26 août 2008
George McCrae
Rock Your Baby
Critiques et exégètes continuent de se battre pour faire valoir quel artiste fut le premier à faire du disco. Certains parlent des premières productions de Giorgio Moroder, d’autres de la soul de Philadelphie ou bien des dérivés d’un nouveau genre, le funk.
La réalité est en fait à chercher au début des seventies du côté des boites de nuit new-yorkaises. Pas encore le Studio 44, le temple de la luxure, mais de celles bien plus undergrounds, fréquentées essentiellement par des blacks, des latinos et la communauté gay. On y passe de la soul, du jazz rythmé, des percussions africaines, le tout savamment enchaîné par des DJ érudits. Or ils sont de plus en plus, à être ni blacks, ni latinos, ni gays, mais qui, lassés des concerts dans les stades et avides d’une musique moins intellectuelle, éprouvent une folle envie de se vautrer dans une débauche de rythmes et de danses exaltées. Il suffisait alors de quelques singles efficaces pour allumer le grand public.

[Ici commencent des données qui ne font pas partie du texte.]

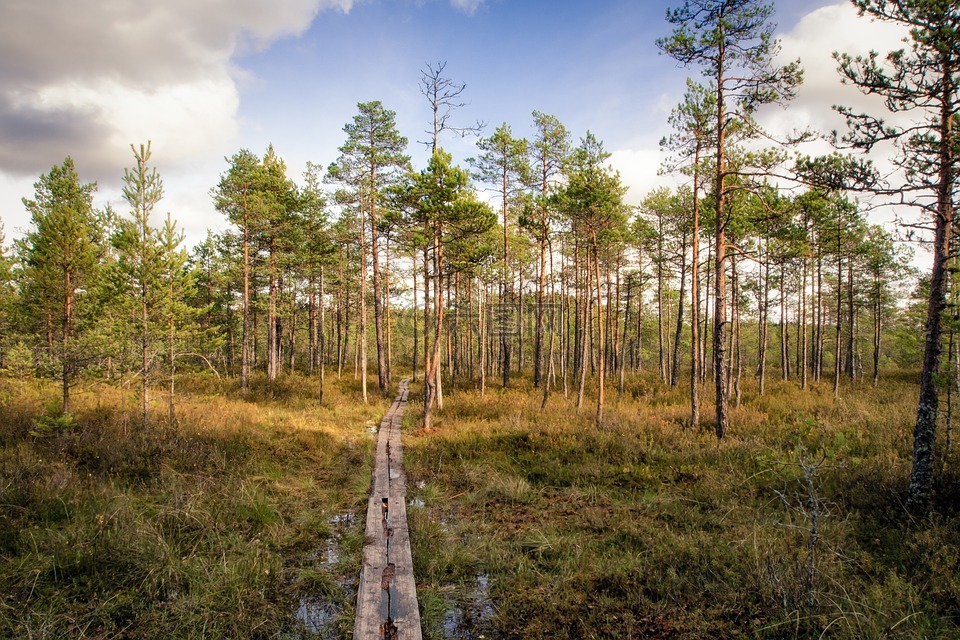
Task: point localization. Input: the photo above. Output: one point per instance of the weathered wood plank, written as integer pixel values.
(387, 598)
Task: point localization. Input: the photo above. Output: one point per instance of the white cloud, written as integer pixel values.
(638, 171)
(467, 6)
(814, 39)
(89, 78)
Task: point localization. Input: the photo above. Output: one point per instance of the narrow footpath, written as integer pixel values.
(387, 598)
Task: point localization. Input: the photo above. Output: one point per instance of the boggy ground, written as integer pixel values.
(237, 523)
(535, 524)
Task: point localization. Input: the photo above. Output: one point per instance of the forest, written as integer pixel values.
(726, 412)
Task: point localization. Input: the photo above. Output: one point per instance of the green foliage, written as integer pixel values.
(62, 257)
(223, 528)
(18, 361)
(646, 528)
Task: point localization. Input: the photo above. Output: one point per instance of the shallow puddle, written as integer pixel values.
(319, 613)
(470, 616)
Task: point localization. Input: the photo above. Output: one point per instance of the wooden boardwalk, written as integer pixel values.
(387, 598)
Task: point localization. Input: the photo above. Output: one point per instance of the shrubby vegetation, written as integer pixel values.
(804, 320)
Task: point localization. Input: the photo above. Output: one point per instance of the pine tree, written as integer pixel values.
(62, 256)
(921, 80)
(371, 158)
(140, 267)
(732, 42)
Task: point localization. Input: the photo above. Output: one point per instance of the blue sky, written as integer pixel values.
(201, 83)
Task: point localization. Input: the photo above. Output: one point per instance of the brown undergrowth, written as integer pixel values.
(235, 523)
(536, 524)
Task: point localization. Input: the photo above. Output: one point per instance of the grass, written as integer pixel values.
(644, 529)
(242, 522)
(224, 526)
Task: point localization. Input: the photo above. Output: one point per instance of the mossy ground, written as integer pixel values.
(525, 523)
(647, 529)
(224, 526)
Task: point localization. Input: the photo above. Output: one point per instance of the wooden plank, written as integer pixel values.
(387, 598)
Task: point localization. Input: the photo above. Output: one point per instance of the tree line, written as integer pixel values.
(526, 256)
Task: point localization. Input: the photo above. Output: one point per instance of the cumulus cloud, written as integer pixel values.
(813, 40)
(88, 78)
(467, 6)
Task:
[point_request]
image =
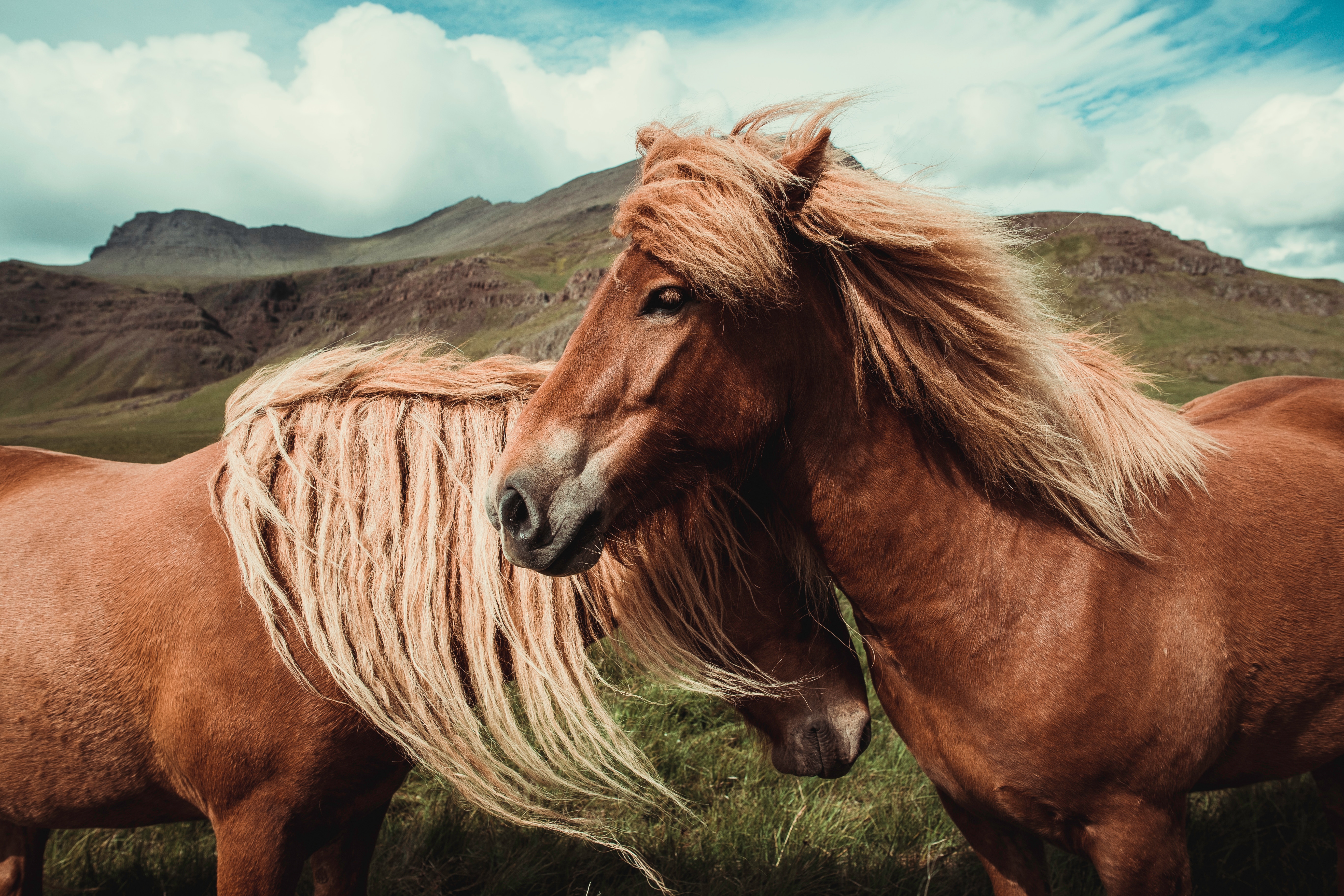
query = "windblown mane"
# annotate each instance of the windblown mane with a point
(944, 314)
(350, 493)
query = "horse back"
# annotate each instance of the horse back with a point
(1310, 405)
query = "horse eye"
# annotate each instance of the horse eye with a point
(664, 303)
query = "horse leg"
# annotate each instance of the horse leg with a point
(1015, 859)
(22, 854)
(1330, 782)
(260, 855)
(1140, 850)
(342, 867)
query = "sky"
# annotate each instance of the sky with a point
(1219, 120)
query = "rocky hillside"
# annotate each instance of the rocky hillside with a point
(86, 361)
(198, 245)
(69, 340)
(1199, 319)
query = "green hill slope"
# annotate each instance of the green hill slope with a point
(138, 367)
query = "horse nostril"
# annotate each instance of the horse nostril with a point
(515, 516)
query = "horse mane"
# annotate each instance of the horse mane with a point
(945, 315)
(350, 493)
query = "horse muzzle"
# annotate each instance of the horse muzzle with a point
(823, 746)
(553, 527)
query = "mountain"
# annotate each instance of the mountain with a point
(132, 354)
(198, 245)
(1198, 319)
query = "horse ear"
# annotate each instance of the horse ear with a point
(807, 163)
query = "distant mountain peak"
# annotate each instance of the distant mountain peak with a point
(187, 242)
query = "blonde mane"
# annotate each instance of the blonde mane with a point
(350, 493)
(944, 314)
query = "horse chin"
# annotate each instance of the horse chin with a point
(578, 557)
(823, 747)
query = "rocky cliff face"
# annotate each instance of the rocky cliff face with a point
(69, 340)
(1202, 319)
(1112, 261)
(193, 244)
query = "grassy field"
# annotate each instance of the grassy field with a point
(877, 831)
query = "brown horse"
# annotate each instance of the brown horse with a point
(1078, 604)
(277, 661)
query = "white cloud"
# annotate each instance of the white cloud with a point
(386, 121)
(1283, 167)
(1076, 105)
(1000, 135)
(1272, 191)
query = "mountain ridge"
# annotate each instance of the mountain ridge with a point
(196, 244)
(167, 334)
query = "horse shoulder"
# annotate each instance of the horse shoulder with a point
(1310, 405)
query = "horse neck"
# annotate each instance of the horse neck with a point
(931, 561)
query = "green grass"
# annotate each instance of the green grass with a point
(877, 831)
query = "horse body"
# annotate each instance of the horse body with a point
(1078, 608)
(142, 684)
(140, 687)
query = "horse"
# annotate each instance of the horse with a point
(1078, 604)
(269, 632)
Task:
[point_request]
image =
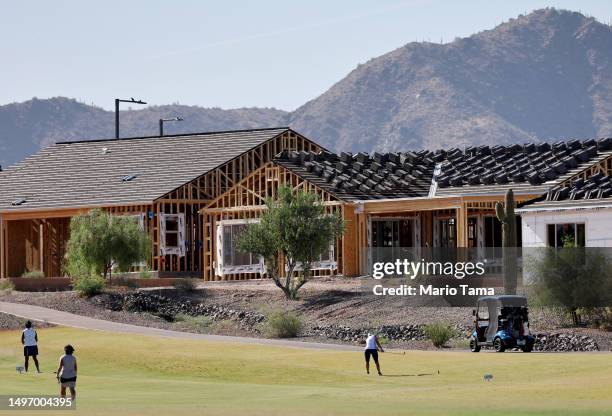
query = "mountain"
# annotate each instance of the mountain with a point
(544, 75)
(541, 76)
(26, 127)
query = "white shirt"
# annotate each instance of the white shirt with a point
(371, 343)
(29, 337)
(69, 366)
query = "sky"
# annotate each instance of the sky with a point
(228, 54)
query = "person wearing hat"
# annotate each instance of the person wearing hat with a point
(371, 350)
(29, 339)
(66, 372)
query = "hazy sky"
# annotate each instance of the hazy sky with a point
(223, 53)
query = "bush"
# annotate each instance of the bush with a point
(88, 285)
(283, 325)
(145, 274)
(125, 282)
(34, 274)
(6, 286)
(439, 333)
(185, 285)
(195, 323)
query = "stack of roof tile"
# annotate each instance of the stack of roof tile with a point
(532, 163)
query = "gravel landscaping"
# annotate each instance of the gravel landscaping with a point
(332, 310)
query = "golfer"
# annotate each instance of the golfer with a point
(371, 350)
(29, 339)
(66, 372)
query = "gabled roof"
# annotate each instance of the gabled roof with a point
(530, 169)
(595, 192)
(97, 173)
(363, 176)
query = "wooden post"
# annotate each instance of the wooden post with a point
(462, 240)
(41, 246)
(2, 248)
(350, 245)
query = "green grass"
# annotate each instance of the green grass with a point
(132, 375)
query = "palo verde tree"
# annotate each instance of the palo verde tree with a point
(505, 214)
(296, 228)
(100, 241)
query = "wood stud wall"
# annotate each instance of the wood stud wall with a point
(246, 200)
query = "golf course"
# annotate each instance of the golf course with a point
(122, 374)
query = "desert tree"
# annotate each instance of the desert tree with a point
(505, 214)
(100, 241)
(295, 227)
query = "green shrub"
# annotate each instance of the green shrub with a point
(383, 340)
(125, 282)
(88, 285)
(185, 285)
(283, 325)
(34, 274)
(145, 274)
(6, 286)
(439, 333)
(199, 323)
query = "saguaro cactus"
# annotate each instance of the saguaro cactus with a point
(505, 214)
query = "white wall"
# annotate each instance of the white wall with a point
(598, 225)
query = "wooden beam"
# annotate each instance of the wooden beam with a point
(408, 205)
(350, 248)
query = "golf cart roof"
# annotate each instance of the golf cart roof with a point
(505, 300)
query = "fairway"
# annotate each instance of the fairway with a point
(129, 375)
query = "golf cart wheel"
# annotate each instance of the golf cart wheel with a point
(474, 347)
(498, 345)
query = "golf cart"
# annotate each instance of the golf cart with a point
(501, 322)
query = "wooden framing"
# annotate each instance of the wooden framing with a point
(187, 199)
(246, 201)
(237, 189)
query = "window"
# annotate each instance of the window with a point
(493, 232)
(231, 255)
(472, 232)
(447, 233)
(172, 233)
(229, 258)
(327, 260)
(393, 233)
(566, 235)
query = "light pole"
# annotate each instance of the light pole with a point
(117, 101)
(163, 120)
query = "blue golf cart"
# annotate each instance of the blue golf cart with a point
(501, 322)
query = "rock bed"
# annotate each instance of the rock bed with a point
(390, 332)
(167, 308)
(564, 342)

En 1974, le terme disco n’est pas encore dans toutes les bouches. Mais cet été, à la surprise générale, c’est George McCrae qui décroche la timbale. George McCrae avait commencé une carrière musicale au début des années 1960 avec son propre groupe The Jivin’ Jets. Le succès n’étant pas au rendez-vous, il était sur le point de reprendre ses études de droit lorsque Richard Finch et Harry Wayne Casey de KC & the Sunshine Band l’invitent à chanter les paroles d'une chanson qu'ils ont enregistrée pour eux, mais que personne au sein du groupe ne pouvait interpréter en raison des notes aiguës. Ainsi est né Rock your Baby. La vente de ce single est estimée à onze millions d'exemplaires dans le monde entier. Il fut en tête des hits-parades aux Etats-Unis, au Royaume-Uni et dans plus de 80 autres pays.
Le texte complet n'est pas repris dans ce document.